Thursday, November 23, 2006

Entrego estas palavras aos olhos, porque assim, escritas, não posso negar que as pensei. A crueldade das decisões está no decidir. Sentenciar apenas no que foi dito, porque para lá do horizonte finito, ninguém vê mais do que infindáveis ilusões.
Mas para mim, que habito em liberdade condicional numa cela feita de água, o Sol sempre chega em vãos suspiros. Embacia a pele da alma, e mata a calma do desejo de fugir.
E insisto – insiste-se sempre! – neste ensejo, embora a dura realidade que revejo, diga ser mais fácil segurar a mão, do que a largar e perder o beijo.
O sino da igreja do Carmo diz à chuva que é meia-noite. Pássaros de asas cortadas caem das árvores despidas, e as nuvens afastam-se para a Lua saber.

O judeu fala francês entrecortado pelo 18, que passa pela ruela, atrás da janela, numa calma tarde Sol.
Diz que a morte é a coisa banal.

O médico deserto, de olhos tombados no chão, dá curtos prognósticos, e pede desculpa pelo grutal aperto de mão.
“Soluções desesperadas não têm aqui lugar”.
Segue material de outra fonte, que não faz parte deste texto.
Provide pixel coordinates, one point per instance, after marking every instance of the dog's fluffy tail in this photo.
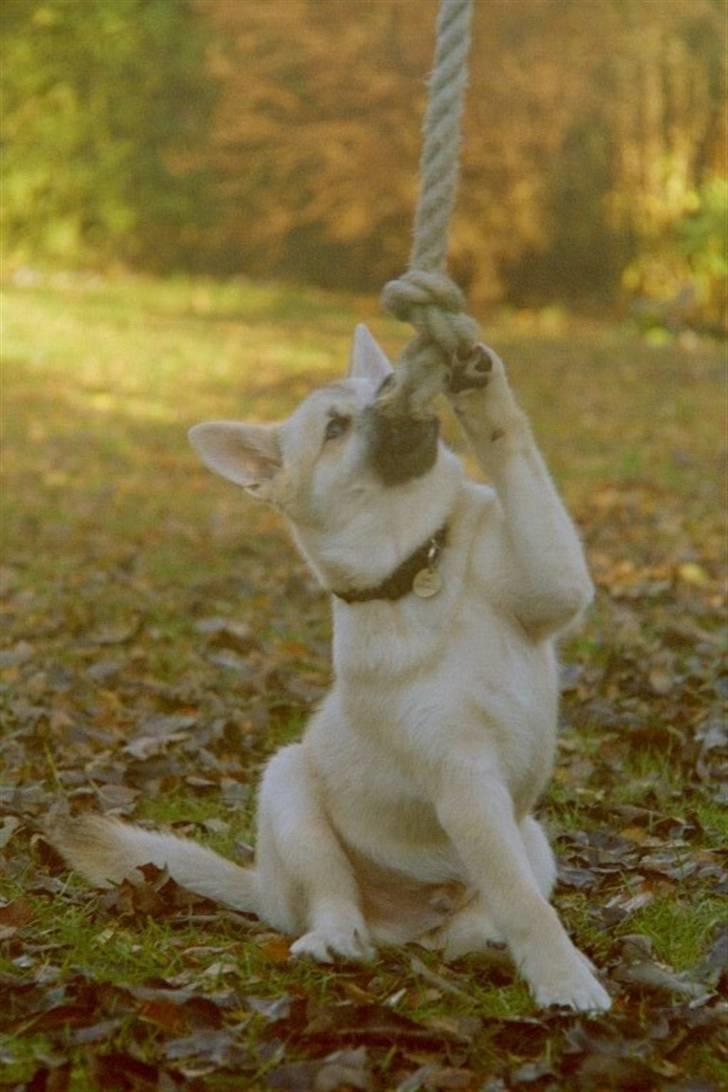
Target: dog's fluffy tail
(105, 850)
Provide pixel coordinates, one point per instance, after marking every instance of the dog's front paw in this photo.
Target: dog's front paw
(569, 984)
(325, 946)
(469, 372)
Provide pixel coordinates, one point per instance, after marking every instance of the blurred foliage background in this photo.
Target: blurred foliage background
(283, 139)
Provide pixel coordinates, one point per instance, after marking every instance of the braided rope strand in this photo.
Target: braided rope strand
(426, 296)
(440, 158)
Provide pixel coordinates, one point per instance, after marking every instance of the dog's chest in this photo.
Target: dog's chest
(431, 683)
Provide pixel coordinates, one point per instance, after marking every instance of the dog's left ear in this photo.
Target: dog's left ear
(247, 454)
(368, 360)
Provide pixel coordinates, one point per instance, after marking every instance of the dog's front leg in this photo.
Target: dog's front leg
(306, 879)
(549, 583)
(476, 810)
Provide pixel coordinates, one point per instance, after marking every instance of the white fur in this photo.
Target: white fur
(405, 811)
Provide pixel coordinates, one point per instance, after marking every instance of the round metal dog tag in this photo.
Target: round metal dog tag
(426, 583)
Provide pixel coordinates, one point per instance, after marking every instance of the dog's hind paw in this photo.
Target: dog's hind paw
(325, 946)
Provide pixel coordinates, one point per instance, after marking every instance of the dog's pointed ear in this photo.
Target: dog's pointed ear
(368, 360)
(247, 454)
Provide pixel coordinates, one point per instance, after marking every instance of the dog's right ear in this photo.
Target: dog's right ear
(247, 454)
(368, 360)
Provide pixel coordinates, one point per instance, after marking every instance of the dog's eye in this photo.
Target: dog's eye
(336, 427)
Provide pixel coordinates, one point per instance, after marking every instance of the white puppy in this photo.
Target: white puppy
(405, 812)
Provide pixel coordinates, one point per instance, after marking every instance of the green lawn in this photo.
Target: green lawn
(117, 545)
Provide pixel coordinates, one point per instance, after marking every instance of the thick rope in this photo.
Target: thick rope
(426, 296)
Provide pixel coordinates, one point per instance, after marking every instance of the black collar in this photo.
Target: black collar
(400, 582)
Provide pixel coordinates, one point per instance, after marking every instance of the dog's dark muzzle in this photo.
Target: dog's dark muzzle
(400, 448)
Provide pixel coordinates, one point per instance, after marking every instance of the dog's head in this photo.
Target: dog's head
(333, 454)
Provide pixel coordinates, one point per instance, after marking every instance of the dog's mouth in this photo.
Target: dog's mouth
(400, 448)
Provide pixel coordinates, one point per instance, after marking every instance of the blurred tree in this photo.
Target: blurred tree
(591, 130)
(104, 106)
(283, 138)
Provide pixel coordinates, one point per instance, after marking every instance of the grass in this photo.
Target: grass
(116, 543)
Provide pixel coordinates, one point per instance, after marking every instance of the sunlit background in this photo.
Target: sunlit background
(282, 139)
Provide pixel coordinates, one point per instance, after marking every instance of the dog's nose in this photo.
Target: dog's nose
(400, 448)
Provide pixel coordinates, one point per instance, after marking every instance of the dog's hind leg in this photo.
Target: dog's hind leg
(472, 929)
(307, 881)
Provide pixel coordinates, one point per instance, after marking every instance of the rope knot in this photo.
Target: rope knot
(434, 305)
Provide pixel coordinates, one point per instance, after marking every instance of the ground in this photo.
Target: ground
(159, 638)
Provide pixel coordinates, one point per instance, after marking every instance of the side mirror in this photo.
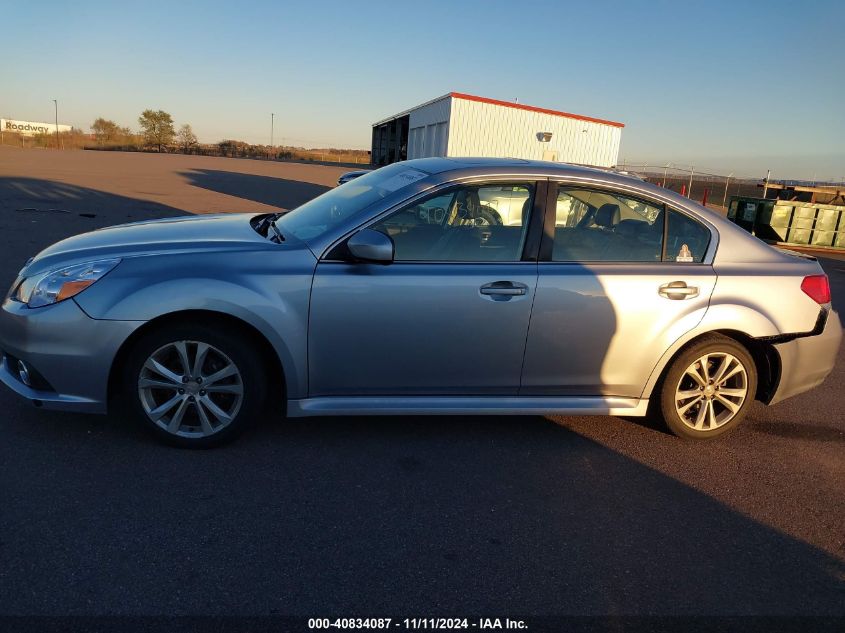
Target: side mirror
(371, 246)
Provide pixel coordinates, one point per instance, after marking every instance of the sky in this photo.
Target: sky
(726, 86)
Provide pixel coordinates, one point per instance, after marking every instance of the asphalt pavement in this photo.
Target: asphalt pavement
(402, 516)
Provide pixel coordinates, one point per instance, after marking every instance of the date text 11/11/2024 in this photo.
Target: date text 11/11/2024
(431, 624)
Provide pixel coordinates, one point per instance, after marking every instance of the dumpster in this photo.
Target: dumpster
(789, 221)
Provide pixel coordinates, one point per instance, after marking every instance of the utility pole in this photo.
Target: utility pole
(56, 103)
(725, 197)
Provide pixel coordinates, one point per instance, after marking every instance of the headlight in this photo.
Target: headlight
(58, 285)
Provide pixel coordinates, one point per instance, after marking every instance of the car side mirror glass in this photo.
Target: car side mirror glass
(371, 246)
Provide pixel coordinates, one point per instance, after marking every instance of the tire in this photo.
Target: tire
(194, 409)
(702, 400)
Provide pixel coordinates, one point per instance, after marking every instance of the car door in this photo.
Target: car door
(448, 316)
(610, 298)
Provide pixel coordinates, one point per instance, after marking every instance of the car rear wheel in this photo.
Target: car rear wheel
(194, 386)
(708, 389)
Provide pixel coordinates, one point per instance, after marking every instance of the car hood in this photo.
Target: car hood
(227, 232)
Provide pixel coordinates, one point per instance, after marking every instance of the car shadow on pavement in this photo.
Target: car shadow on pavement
(802, 431)
(37, 213)
(377, 515)
(277, 192)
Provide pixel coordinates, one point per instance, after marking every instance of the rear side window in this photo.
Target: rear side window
(603, 226)
(686, 239)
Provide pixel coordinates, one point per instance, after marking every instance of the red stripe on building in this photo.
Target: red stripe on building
(519, 106)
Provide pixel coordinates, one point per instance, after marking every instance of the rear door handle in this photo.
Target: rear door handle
(678, 290)
(506, 288)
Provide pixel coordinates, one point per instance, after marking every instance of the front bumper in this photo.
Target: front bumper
(70, 354)
(807, 361)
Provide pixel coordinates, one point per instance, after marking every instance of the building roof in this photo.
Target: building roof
(507, 104)
(520, 106)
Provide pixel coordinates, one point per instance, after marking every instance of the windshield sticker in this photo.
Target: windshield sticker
(403, 179)
(684, 255)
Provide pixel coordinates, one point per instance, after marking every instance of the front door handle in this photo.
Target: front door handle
(678, 290)
(506, 288)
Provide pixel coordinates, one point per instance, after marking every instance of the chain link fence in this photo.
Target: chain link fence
(715, 190)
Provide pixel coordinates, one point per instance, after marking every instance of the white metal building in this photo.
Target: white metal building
(459, 124)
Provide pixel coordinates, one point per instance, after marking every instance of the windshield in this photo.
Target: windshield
(325, 212)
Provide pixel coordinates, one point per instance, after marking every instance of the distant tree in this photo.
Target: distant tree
(186, 137)
(156, 127)
(105, 130)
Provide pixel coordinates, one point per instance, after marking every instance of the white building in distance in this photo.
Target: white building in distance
(459, 124)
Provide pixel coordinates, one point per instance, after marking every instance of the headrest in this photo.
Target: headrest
(607, 215)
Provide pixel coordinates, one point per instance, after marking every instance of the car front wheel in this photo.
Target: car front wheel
(708, 389)
(194, 386)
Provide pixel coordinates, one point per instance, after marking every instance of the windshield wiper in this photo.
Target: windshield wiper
(264, 223)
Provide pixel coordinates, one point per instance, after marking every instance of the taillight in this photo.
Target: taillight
(817, 287)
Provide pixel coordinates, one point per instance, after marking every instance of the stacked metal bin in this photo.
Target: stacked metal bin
(807, 223)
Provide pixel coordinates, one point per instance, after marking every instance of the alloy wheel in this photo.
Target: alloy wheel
(711, 391)
(190, 389)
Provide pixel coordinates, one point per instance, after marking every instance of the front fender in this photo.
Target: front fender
(269, 292)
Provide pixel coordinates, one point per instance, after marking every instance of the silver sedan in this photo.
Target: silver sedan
(435, 286)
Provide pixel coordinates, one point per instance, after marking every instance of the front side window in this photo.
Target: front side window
(323, 213)
(604, 226)
(469, 223)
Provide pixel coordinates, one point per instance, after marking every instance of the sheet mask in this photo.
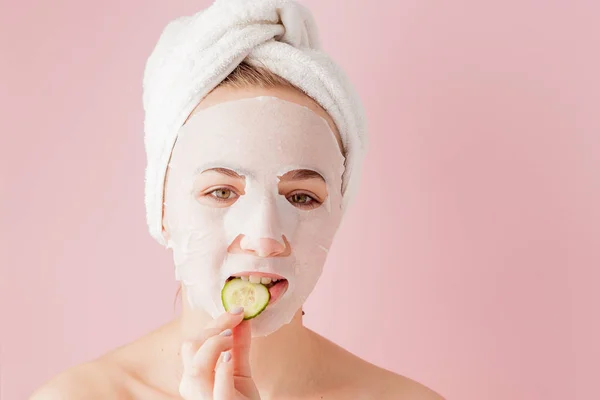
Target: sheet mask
(260, 138)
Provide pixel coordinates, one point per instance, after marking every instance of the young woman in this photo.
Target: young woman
(254, 191)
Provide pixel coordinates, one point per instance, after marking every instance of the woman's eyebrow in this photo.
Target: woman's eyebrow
(301, 174)
(225, 171)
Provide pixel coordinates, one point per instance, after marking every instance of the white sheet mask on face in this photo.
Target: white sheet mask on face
(261, 139)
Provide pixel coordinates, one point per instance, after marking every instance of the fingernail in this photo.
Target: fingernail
(237, 310)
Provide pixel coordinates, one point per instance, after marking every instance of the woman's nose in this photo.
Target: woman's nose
(264, 247)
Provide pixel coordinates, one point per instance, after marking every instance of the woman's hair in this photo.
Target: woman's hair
(246, 75)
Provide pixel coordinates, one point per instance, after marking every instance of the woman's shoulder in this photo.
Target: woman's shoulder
(369, 381)
(92, 380)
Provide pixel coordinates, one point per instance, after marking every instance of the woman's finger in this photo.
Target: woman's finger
(224, 385)
(242, 338)
(206, 358)
(228, 320)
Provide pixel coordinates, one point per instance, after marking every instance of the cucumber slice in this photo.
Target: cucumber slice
(254, 297)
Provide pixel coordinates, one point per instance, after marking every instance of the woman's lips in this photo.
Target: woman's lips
(277, 291)
(276, 284)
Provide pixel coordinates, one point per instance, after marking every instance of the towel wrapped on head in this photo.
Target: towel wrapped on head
(195, 53)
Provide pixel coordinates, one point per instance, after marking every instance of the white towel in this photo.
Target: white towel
(195, 53)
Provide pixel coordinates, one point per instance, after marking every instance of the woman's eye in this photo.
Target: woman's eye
(223, 194)
(303, 200)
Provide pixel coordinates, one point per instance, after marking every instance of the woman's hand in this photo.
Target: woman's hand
(210, 375)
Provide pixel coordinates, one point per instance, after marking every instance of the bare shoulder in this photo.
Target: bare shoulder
(92, 380)
(369, 381)
(394, 387)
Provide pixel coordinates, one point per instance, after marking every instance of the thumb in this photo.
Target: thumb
(224, 388)
(242, 338)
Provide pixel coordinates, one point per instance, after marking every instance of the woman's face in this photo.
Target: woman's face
(254, 187)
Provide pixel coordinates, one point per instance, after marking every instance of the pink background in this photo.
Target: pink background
(469, 262)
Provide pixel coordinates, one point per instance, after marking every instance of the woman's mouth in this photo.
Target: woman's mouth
(276, 284)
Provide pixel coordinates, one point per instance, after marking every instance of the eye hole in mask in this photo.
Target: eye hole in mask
(222, 187)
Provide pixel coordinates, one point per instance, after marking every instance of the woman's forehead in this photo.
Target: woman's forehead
(258, 134)
(224, 94)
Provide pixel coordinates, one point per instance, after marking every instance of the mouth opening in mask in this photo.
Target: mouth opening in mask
(276, 284)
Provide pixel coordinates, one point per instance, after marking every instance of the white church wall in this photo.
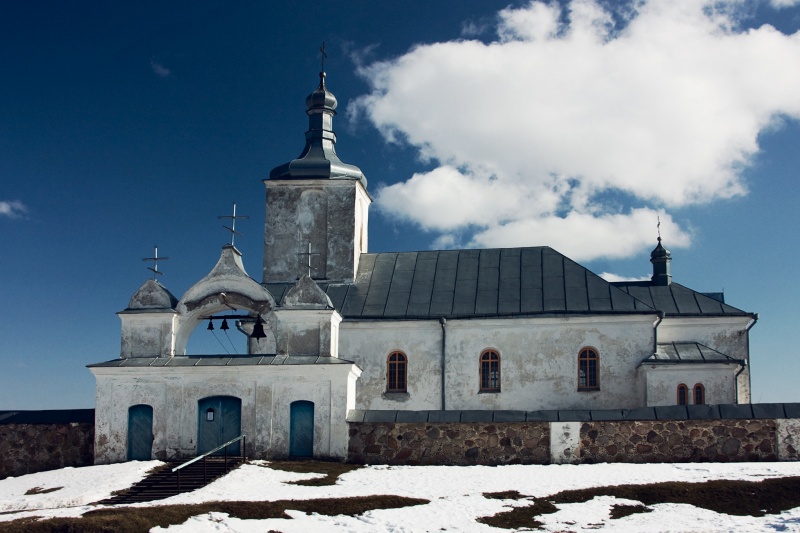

O vidro está fechado, atrás do parapeito pejado de espinhos – o fim não se antecipa, espera-se.
Vê-se tudo. Apalpa-se. É real.

Wednesday, November 08, 2006



Lembras-te daquele noite em que nos sentamos à frente de um cinzeiro para conversar? Foi à beira da praça. Daquela que parece nunca ter deixado de existir? Lembras-te? Bebias cerveja por um copo alto e olhavas para a igreja, que lá fora encolhia-se do Outono. Já tinha chovido nesse dia. Muito, tudo. Talvez por isso o céu estava agora calado, e só frio lembrava que o calor era coisa do passado. Gosto de acreditar que não. Que a chuva parou de cair, para poder ler o papel que me estendeste. Que estava atenta.
- Aqui está escrito quem eu sou – Disseste, naquela branca inocência que já foi minha, desdobrando a página de um caderno cheio de estrelas.
- Não gozes – Insististe, mostrando-me as letras desenhadas a azul, com que vais acrescentando quem és. Viste a data no fundo da folha, acendeste um cigarro, e regressas-te à cã igreja, enquanto eu lia o que eras.
Lembras-te? Disseste que ias acrescentando palavras, frases, parágrafos à medida que te desvendavas. Que te descobriam. Li até ao fim, com atenção, e não gozei. Não poderia ter sido de outra forma, já que até a chuva se tinha silenciado e parecia já não fazer tanto frio assim. Poderia ter acrescentado uma mão cheia de palavras ao que tu és, e ao que sei que vais continuar a ser. Mas não. Fui egoísta, e apenas desejei ter uma folha só para mim. Podia ser sem estrelas, escrita a vermelho, mal cuidada, amarrotada, gasta pelo que fiz e principalmente pelo que ficou por fazer. Mas minha, para poder rasgá-la em mil segundos e devolvê-la à praça. Aquela, lembras-te?, que nunca vai deixar de existir.

Sunday, November 05, 2006



Expiam-se num copo sem fundo os pecados do mundo, e deixa-se a culpa ser embalada pela música. Cigarros mal amanhados sobem ao céu, deixando a dor, incorpórea, sem redenção. De manhã, com os acordes silenciados e o copo tombado, é uma lágrima, não o suor da véspera, que cai pelo rosto. Tudo regressa com mais intensidade, e acorda-se para um dia que parece ser sempre igual. Um dia que se prolonga para lá do ciclo natural de 24 horas. Que não tem fim. Onde as crianças vestem-se como adultos, e os adultos brincam aos cowboys. Onde não chegam surpresas. Um dia que se repete encravado no tempo, até que alguém abra uma janela, e deixe, finalmente, de ser domingo.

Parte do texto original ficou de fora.